Uno studio di Banca d’Italia (Aimone Gigio, L. e Camussi, S.A.M. Cambiamenti nella struttura qualitativa dell’occupazione, Banca d’Italia – occasional paper, Questioni di economia e finanza, 705, luglio 2022) evidenzia, che dal 2000 al 2020 i dipendenti pubblici nel nostro Paese sono diminuiti di circa 200mila unità, collocando l’Italia ai livelli più bassi fra quelli europei per numero di dipendenti in rapporto alla popolazione (meno del 6%) e per età media del personale (superiore ai 50 anni: età eccessiva, peraltro, per gestire la transizione digitale del comparto). Tenendo conto dei prossimi pensionamento, Unioncamere stima un fabbisogno, per il 2024, di 864mila nuovi ingressi.

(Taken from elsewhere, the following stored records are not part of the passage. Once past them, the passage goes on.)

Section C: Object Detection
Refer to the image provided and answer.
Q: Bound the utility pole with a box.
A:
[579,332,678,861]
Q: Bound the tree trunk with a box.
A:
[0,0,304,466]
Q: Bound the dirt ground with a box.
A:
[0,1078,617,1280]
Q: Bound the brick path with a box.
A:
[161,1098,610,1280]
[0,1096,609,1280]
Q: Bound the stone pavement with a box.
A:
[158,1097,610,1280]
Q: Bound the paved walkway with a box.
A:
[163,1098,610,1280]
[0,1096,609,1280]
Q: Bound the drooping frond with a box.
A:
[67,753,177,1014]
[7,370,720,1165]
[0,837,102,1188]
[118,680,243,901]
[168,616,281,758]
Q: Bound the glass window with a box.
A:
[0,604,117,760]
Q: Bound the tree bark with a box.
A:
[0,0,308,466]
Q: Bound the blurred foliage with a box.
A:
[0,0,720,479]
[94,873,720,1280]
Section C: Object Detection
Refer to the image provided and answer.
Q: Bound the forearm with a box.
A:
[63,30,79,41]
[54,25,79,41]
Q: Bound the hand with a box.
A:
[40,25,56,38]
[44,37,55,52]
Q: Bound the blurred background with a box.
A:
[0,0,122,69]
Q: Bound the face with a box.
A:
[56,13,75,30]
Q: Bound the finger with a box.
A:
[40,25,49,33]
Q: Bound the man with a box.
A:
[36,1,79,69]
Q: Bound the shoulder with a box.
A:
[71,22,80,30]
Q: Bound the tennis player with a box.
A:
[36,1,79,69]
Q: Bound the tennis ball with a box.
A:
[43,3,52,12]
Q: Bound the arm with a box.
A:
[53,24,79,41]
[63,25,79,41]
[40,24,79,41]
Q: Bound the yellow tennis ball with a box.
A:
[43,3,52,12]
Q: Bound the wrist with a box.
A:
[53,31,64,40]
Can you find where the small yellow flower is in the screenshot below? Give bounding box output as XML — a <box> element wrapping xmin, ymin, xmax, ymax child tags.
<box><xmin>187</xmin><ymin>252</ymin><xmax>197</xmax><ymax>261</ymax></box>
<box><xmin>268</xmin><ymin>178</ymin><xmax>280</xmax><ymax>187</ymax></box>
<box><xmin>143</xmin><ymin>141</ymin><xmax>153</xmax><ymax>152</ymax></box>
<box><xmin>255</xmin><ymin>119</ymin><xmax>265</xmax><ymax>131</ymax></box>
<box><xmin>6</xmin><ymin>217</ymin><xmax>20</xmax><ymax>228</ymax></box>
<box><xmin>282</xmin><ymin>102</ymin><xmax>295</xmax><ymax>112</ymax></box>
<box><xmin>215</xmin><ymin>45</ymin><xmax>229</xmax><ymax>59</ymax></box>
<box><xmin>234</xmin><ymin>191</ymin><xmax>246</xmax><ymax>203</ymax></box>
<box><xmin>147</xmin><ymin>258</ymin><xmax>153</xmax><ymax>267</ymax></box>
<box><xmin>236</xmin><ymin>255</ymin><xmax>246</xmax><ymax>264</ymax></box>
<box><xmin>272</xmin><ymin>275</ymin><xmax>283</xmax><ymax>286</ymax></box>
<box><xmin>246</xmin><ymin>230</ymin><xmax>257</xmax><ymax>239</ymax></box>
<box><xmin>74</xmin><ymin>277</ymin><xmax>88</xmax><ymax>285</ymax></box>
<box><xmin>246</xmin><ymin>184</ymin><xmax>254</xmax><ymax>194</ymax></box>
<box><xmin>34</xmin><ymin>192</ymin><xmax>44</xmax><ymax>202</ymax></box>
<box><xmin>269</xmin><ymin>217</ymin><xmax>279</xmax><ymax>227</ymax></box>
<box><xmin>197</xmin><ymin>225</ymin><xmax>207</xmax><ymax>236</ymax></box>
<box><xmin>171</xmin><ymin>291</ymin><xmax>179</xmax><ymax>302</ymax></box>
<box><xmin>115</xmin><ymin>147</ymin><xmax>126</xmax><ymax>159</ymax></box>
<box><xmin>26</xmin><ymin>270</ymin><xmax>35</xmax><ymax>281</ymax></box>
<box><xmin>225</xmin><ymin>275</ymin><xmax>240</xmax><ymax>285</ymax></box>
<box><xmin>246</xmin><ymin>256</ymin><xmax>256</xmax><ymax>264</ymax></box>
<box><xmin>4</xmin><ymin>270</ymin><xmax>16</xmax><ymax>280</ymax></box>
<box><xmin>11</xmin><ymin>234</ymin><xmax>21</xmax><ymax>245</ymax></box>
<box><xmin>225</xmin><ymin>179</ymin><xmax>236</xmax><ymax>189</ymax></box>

Il costo dell’inazione, in questo caso, è altissimo: non solo si sprecherebbero ulteriori risorse comunitarie, con relativi cofinanziamenti nazionali, come in larga misura è già accaduto nei precedenti cicli di programmazione, ma si priverebbe il Sud di un importante sbocco occupazionale per le giovani generazioni, riducendo verosimilmente i flussi migratori, si metterebbe ulteriormente a rischio la realizzazione del Pnrr (che, in larga misura, dipende proprio dall’efficienza della P.a.), si rinuncerebbe ad ampliare il mercato interno, e, non da ultimo, si priverebbero le imprese localizzate nel Mezzogiorno degli effetti di complementarietà derivanti dal miglioramento delle competenze amministrative e gestionali nel settore pubblico (si pensi alla riduzione dei ritardi dei pagamenti della pubblica amministrazione, a puro titolo esemplificativo).